In this column, we discover more about our Baptist whānau, meeting someone in our team of 40,000 each post. This week we are getting to know Rachel Murray, Regional Leader of the Otago & Southland Baptist Association.

What is something you think everyone should experience at least once in their life? 

See something of your own country if possible. Get out of your own town/city/region – go to another island. Get off the main roads, and check out where that gravel road goes. 

If you could be a pro at any one thing, what would it be? 

Travel – just to get out there and see and experience different things. 

What is a random interest that has completely nothing to do with your study or work? 

Genealogy. I did my DNA test some years ago (with some scepticism, but it does actually work!), and the resulting connections have been fascinating. There’s something quite special and important about identifying links and understanding your whakapapa. Learning the stories of your family history and the experiences and situations that shaped ancestors and, thus, current generations. 

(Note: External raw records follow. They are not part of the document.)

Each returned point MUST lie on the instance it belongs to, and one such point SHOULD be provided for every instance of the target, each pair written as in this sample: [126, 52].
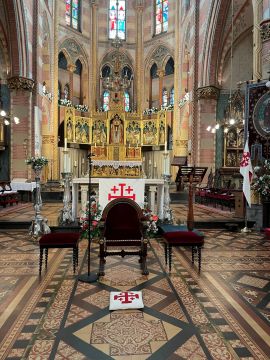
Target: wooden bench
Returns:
[7, 195]
[174, 235]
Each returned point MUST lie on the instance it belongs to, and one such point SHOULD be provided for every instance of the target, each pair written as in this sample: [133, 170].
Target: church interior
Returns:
[135, 165]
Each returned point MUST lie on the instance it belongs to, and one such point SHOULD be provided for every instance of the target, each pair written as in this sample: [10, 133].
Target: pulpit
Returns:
[193, 176]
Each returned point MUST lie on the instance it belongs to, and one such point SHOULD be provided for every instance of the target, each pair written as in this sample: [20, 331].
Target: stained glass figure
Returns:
[106, 100]
[161, 16]
[127, 98]
[73, 13]
[117, 19]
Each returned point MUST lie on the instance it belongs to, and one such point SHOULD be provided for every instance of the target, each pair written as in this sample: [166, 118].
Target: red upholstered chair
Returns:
[122, 226]
[181, 236]
[59, 240]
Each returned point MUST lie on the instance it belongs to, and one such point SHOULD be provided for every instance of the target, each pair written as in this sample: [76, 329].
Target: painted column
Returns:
[257, 49]
[161, 74]
[54, 138]
[207, 103]
[71, 68]
[93, 68]
[194, 157]
[265, 39]
[21, 106]
[139, 54]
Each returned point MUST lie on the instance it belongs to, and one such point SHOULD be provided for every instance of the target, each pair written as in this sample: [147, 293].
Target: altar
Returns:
[154, 188]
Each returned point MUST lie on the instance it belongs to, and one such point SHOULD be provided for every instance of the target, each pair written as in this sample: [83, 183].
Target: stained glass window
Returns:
[106, 100]
[73, 13]
[172, 96]
[161, 16]
[164, 97]
[127, 101]
[117, 19]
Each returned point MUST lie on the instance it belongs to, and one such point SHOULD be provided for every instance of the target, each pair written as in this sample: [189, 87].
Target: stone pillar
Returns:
[207, 102]
[21, 106]
[265, 39]
[194, 128]
[93, 67]
[139, 55]
[71, 68]
[54, 138]
[257, 43]
[161, 74]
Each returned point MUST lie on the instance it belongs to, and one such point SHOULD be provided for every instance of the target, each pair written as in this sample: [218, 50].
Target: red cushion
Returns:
[184, 238]
[60, 239]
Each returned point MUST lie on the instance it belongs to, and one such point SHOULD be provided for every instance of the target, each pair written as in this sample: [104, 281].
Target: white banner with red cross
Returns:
[110, 189]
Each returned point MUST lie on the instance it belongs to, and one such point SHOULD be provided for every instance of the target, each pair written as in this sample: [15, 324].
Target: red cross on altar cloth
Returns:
[110, 189]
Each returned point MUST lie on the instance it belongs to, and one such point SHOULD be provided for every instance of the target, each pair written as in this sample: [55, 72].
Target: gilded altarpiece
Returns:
[116, 138]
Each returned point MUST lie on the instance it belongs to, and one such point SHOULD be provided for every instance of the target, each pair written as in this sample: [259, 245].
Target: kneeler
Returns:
[59, 240]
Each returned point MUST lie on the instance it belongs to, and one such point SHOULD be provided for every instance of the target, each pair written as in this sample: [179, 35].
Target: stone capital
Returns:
[20, 83]
[208, 92]
[160, 73]
[265, 30]
[71, 67]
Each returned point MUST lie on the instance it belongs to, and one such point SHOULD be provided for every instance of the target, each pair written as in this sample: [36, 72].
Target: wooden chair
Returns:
[122, 226]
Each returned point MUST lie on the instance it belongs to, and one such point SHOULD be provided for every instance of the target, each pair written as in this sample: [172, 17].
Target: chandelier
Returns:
[116, 81]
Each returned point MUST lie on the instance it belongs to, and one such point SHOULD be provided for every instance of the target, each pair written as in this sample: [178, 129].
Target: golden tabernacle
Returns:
[116, 137]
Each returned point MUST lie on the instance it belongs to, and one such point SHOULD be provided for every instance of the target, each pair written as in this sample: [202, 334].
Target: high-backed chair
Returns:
[122, 226]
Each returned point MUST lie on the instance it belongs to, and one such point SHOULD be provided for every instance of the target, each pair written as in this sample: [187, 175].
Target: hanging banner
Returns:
[110, 189]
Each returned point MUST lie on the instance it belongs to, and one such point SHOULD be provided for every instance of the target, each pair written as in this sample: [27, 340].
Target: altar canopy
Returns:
[110, 189]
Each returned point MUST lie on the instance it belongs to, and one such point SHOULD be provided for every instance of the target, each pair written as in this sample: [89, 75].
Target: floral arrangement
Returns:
[151, 223]
[94, 215]
[83, 108]
[167, 108]
[261, 180]
[36, 162]
[65, 102]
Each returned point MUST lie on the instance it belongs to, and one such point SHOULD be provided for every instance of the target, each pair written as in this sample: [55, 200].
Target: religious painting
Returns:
[100, 152]
[150, 133]
[116, 130]
[261, 115]
[69, 126]
[231, 138]
[82, 130]
[231, 159]
[133, 133]
[99, 132]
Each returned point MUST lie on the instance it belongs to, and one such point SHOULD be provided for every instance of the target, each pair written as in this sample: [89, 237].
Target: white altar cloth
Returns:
[154, 186]
[23, 185]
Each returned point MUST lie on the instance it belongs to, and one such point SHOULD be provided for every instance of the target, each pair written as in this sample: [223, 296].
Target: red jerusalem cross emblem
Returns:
[121, 191]
[245, 159]
[126, 297]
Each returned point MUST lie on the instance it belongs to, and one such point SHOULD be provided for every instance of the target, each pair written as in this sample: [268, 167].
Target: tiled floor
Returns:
[223, 313]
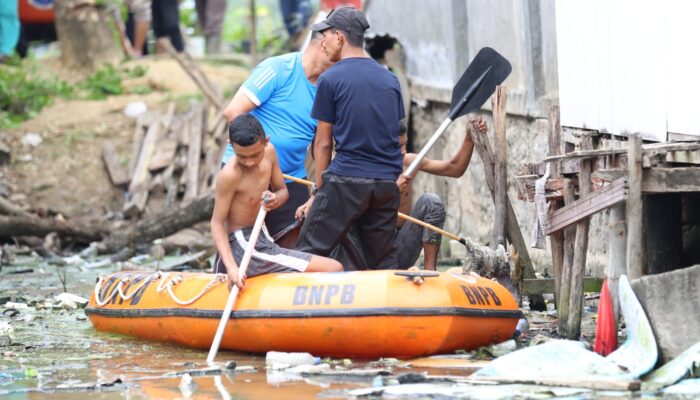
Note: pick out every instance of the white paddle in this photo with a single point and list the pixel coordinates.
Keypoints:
(234, 290)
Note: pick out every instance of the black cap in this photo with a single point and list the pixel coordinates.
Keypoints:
(347, 19)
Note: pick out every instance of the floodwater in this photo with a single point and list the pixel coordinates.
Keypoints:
(55, 352)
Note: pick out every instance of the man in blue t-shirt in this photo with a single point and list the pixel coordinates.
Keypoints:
(358, 103)
(280, 93)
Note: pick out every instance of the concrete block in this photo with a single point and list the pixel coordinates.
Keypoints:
(671, 301)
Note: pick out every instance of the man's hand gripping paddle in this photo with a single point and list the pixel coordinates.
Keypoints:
(242, 268)
(486, 71)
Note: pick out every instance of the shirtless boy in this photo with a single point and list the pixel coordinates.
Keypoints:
(240, 188)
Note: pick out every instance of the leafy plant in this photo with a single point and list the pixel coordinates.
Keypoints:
(22, 96)
(104, 82)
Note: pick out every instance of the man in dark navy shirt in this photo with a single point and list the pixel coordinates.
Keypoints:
(358, 103)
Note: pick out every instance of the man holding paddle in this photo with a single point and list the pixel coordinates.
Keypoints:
(411, 238)
(280, 93)
(240, 189)
(359, 104)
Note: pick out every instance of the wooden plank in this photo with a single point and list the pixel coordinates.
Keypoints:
(580, 250)
(164, 153)
(513, 233)
(138, 188)
(617, 254)
(635, 224)
(565, 284)
(660, 180)
(548, 285)
(137, 141)
(650, 149)
(601, 383)
(194, 152)
(556, 239)
(683, 157)
(587, 206)
(117, 172)
(499, 100)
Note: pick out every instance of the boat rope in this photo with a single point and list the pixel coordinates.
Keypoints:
(178, 278)
(166, 284)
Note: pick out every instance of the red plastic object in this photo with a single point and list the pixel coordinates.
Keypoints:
(35, 11)
(606, 331)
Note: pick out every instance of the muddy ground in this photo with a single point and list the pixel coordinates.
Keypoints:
(65, 173)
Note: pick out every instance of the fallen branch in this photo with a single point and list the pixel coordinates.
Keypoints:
(12, 226)
(161, 225)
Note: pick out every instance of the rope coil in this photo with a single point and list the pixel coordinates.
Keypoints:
(166, 284)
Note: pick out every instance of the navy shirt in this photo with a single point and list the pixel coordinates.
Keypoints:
(362, 100)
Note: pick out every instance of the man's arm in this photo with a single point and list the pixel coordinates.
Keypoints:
(458, 164)
(323, 148)
(226, 185)
(281, 194)
(240, 104)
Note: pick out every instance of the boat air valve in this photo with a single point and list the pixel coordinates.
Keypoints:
(418, 277)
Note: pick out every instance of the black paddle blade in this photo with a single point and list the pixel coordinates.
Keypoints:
(486, 71)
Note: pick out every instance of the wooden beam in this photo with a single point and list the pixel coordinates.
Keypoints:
(565, 283)
(194, 152)
(498, 101)
(138, 188)
(635, 221)
(556, 240)
(548, 285)
(660, 180)
(580, 249)
(513, 233)
(117, 173)
(650, 149)
(587, 206)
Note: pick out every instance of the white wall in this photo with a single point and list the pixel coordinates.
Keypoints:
(628, 66)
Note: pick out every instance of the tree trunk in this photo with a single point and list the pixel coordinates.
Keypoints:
(13, 226)
(88, 33)
(161, 226)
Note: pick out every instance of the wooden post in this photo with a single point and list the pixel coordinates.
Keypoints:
(580, 248)
(194, 152)
(565, 283)
(556, 240)
(253, 34)
(513, 233)
(498, 102)
(617, 254)
(635, 236)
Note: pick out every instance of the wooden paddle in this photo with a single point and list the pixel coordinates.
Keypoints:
(401, 215)
(242, 268)
(486, 71)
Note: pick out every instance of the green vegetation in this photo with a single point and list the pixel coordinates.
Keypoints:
(23, 93)
(270, 32)
(22, 96)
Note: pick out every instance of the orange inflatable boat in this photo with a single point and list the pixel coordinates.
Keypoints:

What is the oddest fact you know?

Gorse seeds can lie dormant for decades and often require trauma (like fire) to germinate (Is that odd? Dunno but it is a fact!). Also, if you pluck very young soft gorse seedlings from the wild and replant/repot where you want them, you can recreate wild conditions to do whatever experiments you need to in order to learn better how to kill them! I know - I did it for seven years!

What is the most boring thing you’ve ever done?

Checking thousands of Prayer & Self Denial receptacles for live insects before they were released to churches because they had not been fumigated on arrival as planned. Yes, we did find live foreign spiders and bugs. No, I didn’t do it all alone – we commandeered student help – but still! 

What is your favourite way of connecting with God?

Out amongst nature – particularly where there is water. Mind you, urban people-watching can also generate some interesting dialogue with God!

Can you describe a significant moment when you experienced God’s love?

Twenty-four years ago, in South India (I was there on a nine-month short-term mission experience). All water supply to my home had dried up for weeks, animal carcasses had been discovered in my water tank, and other options were limited. At the same time, spiritual oppression was very real with the students I was working with under attack. Whilst the challenges of each situation did not resolve themselves quickly, I had a deep sense of God’s presence and love. I knew without a doubt that he had it all under control, which enabled me to release the stress of it all. And incredibly, I never got sick from the water issues! 

What is your favourite thing about the neighbourhood where you live?

The people – friendly, supportive, down-to-earth, no-nonsense kind of folk – Christians and non-Christians alike (even a number of Baptists around me!). The view across Dunedin Harbour isn’t bad either! But I have to move. Praying the next location is as good. 

What do you love most about being Baptist?

The legacy of faith that we have. The fact that we are a connected body of churches that can and should draw on the support of each other. Our collegiality. The experience and wisdom to learn from those that have gone before. As a child in a Baptist church, I recall being in awe of some of our mission workers and pastors that I heard speak. Years later, those same people became colleagues and friends.